Yang Yuanqing, chairman and CEO of Lenovo, said AI is evolving from a tool into a “cognitive operating system” for individuals and enterprises.
“In the future, AI will handle the grind of productivity, while humans focus on creativity,” Yang said. Highlighting breakthroughs like Chinese open-source AI company DeepSeek”s inference-optimized models, Yang predicted that intelligent agents will become the next catalyst for quality-of-life and productivity gains.
These AI agents need to excel in areas such as multi-modal interaction, namely, combining text, voice, gesture and eye-tracking for seamless cross-device intent recognition, he said.
Meanwhile, AI agents need to be good at cognitive decision-making, to integrate edge-to-cloud knowledge bases for adaptive reasoning and “transfer learning” capabilities.
Addressing data risks, Yang emphasized security as the foundation, citing Lenovo’s deepfake detection tools now embedded in its agents. On the technical front, he stressed that edge AI’s exponential growth relies on two pillars, namely customized computing solutions, developed with chip partners, and software-hardware co-optimized inference engines.
During a live demo, Lenovo’s second-gen agent — boosted by its proprietary inference accelerator — solved a data analysis problem where the first-gen model failed, showcasing gains in speed, memory efficiency and energy use.
With US tariffs rattling electronics markets, Yang acknowledged pricing uncertainties, but struck a measured tone in an interview. “Semiconductor-based products currently enjoy tariff exemptions, so near-term impacts may be limited,” he noted.
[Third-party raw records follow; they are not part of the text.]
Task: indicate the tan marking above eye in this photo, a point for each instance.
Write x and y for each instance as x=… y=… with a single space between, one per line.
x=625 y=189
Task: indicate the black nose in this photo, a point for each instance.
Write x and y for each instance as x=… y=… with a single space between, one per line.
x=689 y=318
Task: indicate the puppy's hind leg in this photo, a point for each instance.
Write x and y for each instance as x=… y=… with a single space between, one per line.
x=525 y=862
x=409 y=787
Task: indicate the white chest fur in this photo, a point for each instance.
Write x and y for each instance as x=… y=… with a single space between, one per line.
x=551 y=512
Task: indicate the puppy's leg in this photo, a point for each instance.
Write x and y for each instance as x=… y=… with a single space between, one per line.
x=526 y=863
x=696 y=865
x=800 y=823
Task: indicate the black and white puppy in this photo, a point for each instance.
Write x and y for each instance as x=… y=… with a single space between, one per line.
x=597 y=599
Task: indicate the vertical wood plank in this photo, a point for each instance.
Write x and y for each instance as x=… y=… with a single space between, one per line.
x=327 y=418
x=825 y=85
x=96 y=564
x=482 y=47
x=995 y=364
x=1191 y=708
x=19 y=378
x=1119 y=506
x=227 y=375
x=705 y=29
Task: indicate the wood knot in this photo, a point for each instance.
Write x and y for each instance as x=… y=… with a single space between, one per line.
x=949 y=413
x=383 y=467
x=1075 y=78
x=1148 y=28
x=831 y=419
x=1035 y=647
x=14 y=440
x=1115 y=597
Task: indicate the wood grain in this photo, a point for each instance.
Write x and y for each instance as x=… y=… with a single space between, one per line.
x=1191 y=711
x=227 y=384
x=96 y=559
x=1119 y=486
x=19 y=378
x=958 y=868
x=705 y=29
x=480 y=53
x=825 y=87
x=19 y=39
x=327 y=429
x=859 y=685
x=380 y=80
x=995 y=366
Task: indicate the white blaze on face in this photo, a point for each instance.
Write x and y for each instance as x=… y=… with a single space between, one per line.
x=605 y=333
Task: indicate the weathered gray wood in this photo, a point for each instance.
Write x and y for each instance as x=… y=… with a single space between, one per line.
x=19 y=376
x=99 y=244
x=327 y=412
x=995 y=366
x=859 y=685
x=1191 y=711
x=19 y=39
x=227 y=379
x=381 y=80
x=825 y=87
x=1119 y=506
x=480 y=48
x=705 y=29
However, he identified two critical variables, component supply-demand dynamics and policy shifts, which could reshape Lenovo’s pricing strategy.
While avoiding direct commitments, Yang underscored Lenovo’s globalized operations as a buffer: “As a company with R&D, manufacturing, and supply chains distributed worldwide, we’re positioned to adapt.”
Liu Jun, president of Lenovo China, said the company aims to accelerate AI adoption for over 30,000 government and enterprise clients, and empower over 1 million small and medium-sized enterprises to unlock new revenue streams, reduce costs and improve efficiency in 2025.
It is also working to deliver proactive, multi-device, and multi-scenario AI services to more than 230 million individual consumers across China this year, Liu added.
Lenovo reported a strong financial performance for the last quarter of 2024. Its revenue grew 20 percent year-on-year to $18.8 billion, marking the third consecutive quarter of double-digit growth as its investment in AI drives businesses forward.
In February, Lenovo and Alat, a unit of the Saudi Arabian Public Investment Fund, broke ground on a new manufacturing base in the Saudi capital of Riyadh.
Alat CEO Amit Midha said: “With the establishment of a regional headquarters in Riyadh and a world-class manufacturing hub, powered by clean energy, in the Kingdom of Saudi Arabia, we expect the Lenovo team to further their potential across the Middle East and Africa region.”